Experienced Database Analyst or Data Engineer with SQL experience required


Working within a team of inhouse developers and testers plus cloud operations and support services, you will be empowered to take the client’s product to greater heights and look to the future in supporting the building of a data platform roadmap.


Looking for someone that can make an immediate contribution around supporting, maintaining, tuning and optimising the data that the client’s platform sits upon in ‘lab’ conditions, as observed in our CI / CD pipeline, and when live for on‐premise and cloud customers assist with third line support.


Combined with contributing to the current model, build a road map that looks to further leverage automation, review and update technology / architecture to ensure long term technical viability, provide insight to feed DevOps pipeline, infusing key analytics technologies where appropriate. Prior experience of working through data platform transitions and upgrade desired.
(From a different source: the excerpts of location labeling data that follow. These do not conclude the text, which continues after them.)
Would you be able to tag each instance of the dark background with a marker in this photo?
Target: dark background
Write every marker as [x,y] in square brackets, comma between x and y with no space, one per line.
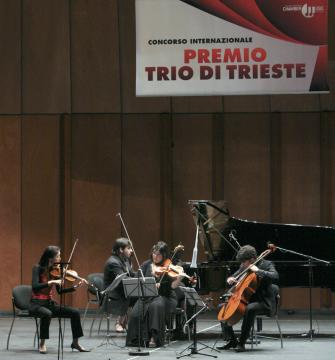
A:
[77,146]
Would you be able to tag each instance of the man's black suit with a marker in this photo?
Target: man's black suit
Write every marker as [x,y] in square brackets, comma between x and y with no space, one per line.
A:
[262,302]
[115,266]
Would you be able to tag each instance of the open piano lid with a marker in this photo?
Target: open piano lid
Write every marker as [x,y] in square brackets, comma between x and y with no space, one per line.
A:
[215,225]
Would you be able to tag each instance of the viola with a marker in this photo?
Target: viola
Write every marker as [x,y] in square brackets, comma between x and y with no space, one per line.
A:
[173,271]
[239,294]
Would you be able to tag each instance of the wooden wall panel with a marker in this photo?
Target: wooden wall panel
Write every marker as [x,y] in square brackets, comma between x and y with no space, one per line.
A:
[328,100]
[40,188]
[301,168]
[247,103]
[141,184]
[95,56]
[247,165]
[327,167]
[10,208]
[46,56]
[131,103]
[10,50]
[196,104]
[290,103]
[96,191]
[192,174]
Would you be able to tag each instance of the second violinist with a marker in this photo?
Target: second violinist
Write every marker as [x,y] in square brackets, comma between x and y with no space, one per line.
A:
[44,306]
[157,309]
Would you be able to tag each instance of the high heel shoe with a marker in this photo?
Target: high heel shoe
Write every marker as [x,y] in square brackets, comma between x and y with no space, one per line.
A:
[79,348]
[42,349]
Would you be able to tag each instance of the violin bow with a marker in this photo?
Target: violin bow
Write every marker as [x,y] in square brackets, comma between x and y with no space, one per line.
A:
[131,244]
[68,262]
[178,248]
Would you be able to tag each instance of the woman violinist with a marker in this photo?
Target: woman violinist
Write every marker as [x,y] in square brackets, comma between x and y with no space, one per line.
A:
[42,304]
[262,301]
[157,309]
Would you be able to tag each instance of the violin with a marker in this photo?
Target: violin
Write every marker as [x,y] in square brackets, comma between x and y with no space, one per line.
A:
[70,275]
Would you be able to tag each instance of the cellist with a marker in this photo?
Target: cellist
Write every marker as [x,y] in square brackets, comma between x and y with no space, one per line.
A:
[262,302]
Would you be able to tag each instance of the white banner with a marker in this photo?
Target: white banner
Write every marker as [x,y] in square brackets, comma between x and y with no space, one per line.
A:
[223,47]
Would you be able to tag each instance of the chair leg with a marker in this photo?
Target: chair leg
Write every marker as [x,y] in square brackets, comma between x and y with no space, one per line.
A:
[85,313]
[280,333]
[10,331]
[37,333]
[100,321]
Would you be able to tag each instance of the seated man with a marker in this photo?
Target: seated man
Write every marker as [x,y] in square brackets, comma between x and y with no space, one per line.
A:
[262,302]
[118,264]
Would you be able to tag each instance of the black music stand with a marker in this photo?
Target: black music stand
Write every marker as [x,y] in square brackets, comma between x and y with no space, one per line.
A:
[311,260]
[194,300]
[106,306]
[140,288]
[60,351]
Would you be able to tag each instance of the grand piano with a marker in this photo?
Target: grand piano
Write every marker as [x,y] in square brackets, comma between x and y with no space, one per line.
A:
[221,235]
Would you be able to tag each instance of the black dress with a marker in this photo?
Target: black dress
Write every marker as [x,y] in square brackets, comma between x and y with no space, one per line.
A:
[43,306]
[153,312]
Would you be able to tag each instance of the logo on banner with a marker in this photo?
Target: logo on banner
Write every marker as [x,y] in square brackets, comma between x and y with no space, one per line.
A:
[306,10]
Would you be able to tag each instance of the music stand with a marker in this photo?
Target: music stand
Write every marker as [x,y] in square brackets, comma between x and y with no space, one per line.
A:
[106,307]
[194,300]
[140,288]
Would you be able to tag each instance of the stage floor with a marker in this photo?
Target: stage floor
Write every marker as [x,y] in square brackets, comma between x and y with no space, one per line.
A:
[294,327]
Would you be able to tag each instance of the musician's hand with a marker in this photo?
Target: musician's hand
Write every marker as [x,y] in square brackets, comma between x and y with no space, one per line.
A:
[231,280]
[80,283]
[55,282]
[254,268]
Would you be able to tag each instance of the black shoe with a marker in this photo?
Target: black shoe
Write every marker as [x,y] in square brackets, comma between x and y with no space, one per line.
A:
[240,347]
[229,345]
[79,348]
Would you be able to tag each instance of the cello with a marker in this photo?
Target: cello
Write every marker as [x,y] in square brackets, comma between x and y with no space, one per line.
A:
[240,293]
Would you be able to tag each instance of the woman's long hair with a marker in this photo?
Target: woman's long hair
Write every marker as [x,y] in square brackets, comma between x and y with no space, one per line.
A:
[49,253]
[163,249]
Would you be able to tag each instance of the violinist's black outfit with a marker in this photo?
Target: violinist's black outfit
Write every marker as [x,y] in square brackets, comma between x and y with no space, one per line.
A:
[43,306]
[155,312]
[117,302]
[262,302]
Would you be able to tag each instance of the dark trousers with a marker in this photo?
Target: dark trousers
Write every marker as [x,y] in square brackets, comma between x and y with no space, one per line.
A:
[46,309]
[251,311]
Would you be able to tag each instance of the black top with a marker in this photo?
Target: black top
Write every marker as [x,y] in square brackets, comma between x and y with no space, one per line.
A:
[114,266]
[165,285]
[267,274]
[40,278]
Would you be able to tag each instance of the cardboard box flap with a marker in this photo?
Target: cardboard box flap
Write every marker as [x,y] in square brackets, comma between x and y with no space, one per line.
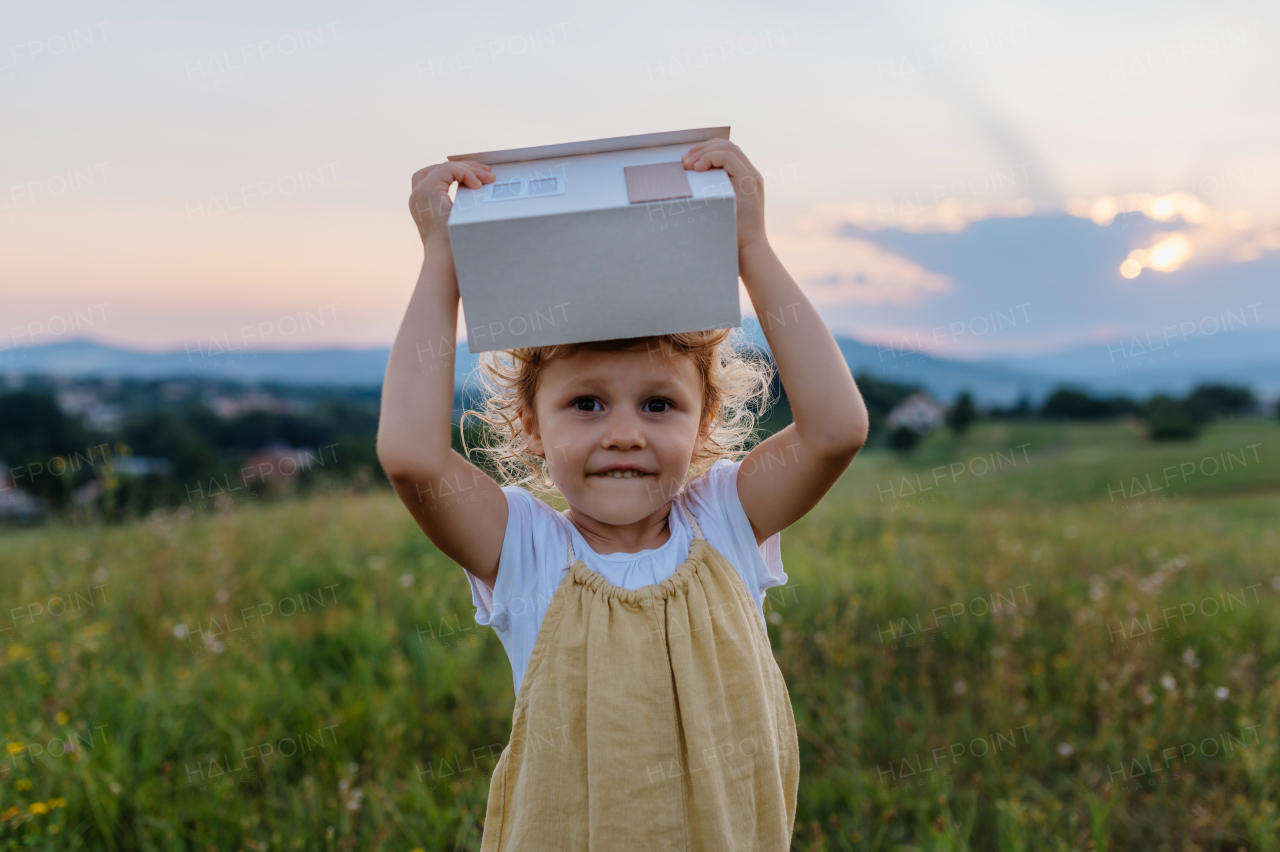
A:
[597,146]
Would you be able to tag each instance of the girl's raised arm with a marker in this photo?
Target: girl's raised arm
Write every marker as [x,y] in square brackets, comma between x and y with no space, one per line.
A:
[458,507]
[787,473]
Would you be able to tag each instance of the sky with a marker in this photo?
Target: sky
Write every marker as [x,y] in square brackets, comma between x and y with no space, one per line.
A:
[176,174]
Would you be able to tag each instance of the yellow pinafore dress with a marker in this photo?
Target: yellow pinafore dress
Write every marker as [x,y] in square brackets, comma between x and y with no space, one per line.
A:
[652,719]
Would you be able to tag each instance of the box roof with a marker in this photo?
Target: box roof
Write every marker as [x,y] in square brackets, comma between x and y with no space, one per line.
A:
[597,146]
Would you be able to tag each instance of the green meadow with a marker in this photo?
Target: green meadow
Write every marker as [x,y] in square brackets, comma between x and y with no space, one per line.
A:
[1043,636]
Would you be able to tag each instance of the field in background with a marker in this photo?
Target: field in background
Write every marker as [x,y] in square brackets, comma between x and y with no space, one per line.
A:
[1041,637]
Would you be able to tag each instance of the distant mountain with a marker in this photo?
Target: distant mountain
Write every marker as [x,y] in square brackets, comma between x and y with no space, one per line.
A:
[1162,362]
[85,358]
[1133,366]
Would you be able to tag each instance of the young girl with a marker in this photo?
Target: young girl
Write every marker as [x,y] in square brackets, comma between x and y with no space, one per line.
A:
[650,713]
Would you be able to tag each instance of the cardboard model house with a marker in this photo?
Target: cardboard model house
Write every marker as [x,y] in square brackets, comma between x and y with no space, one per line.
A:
[595,241]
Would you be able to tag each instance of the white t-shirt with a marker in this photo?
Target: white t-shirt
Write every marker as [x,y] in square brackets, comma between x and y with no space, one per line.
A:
[535,558]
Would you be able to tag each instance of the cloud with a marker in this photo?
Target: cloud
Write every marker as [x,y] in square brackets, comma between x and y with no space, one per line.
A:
[840,270]
[1210,237]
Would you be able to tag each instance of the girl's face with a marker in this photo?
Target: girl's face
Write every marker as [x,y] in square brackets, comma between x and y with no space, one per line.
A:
[617,429]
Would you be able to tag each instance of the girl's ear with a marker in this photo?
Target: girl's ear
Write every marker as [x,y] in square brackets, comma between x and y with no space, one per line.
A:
[533,438]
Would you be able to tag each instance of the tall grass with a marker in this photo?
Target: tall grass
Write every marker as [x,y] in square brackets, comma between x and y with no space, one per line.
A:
[1036,656]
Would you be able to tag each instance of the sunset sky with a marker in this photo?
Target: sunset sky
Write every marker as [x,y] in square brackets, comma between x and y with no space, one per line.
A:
[178,175]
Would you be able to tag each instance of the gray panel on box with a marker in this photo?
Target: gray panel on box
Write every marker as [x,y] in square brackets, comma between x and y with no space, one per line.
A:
[657,182]
[598,275]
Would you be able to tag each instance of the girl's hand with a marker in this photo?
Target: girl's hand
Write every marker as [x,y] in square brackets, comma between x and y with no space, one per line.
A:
[430,202]
[748,184]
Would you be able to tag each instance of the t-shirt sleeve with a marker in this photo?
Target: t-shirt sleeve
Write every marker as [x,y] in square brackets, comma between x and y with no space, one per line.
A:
[714,494]
[519,573]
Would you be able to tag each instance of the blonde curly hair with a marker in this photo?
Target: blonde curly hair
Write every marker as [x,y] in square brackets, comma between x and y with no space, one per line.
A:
[736,388]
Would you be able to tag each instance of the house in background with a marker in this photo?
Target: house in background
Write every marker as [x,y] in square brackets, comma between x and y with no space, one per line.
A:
[17,504]
[918,412]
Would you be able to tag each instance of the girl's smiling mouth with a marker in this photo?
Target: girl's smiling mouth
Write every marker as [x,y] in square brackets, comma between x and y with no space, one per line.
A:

Ultimate responsibility, as part of the team, for ensuring that the solution continues to exhibit high levels of performance, security, scalability, maintainability and reliability.


Skills / Experience

  • Experience working with relational databases (SQL Server and / or Oracle) in a DBA / Data Engineer type role.
  • Query troubleshooting knowledge such as isolating blocks of poor performing SQL, determining root cause, and developing remediation actions.
  • Experience with database management tools.
  • Experience with database performance tuning.
  • Cloud Data Engineer / SysAdmin experience.
  • Experience having worked through a solution’s customer base transitioning from on‐premise / hybrid to cloud
  • Experience with data migration strategies and moving large scale production systems either in on‐ premise / data centre environments or migration to cloud scenarios.
  • Knowledge of cloud development platforms and options.
  • Proven track record in designing, building and maintaining enterprise level applications.

Qualifications

  • A degree or industry recognised equivalent in a computer / numerate subject

Person Profile

Enterprise‐scale technical experience working with relational databases and cloud / hybrid infrastructures, architecture designs and database migrations.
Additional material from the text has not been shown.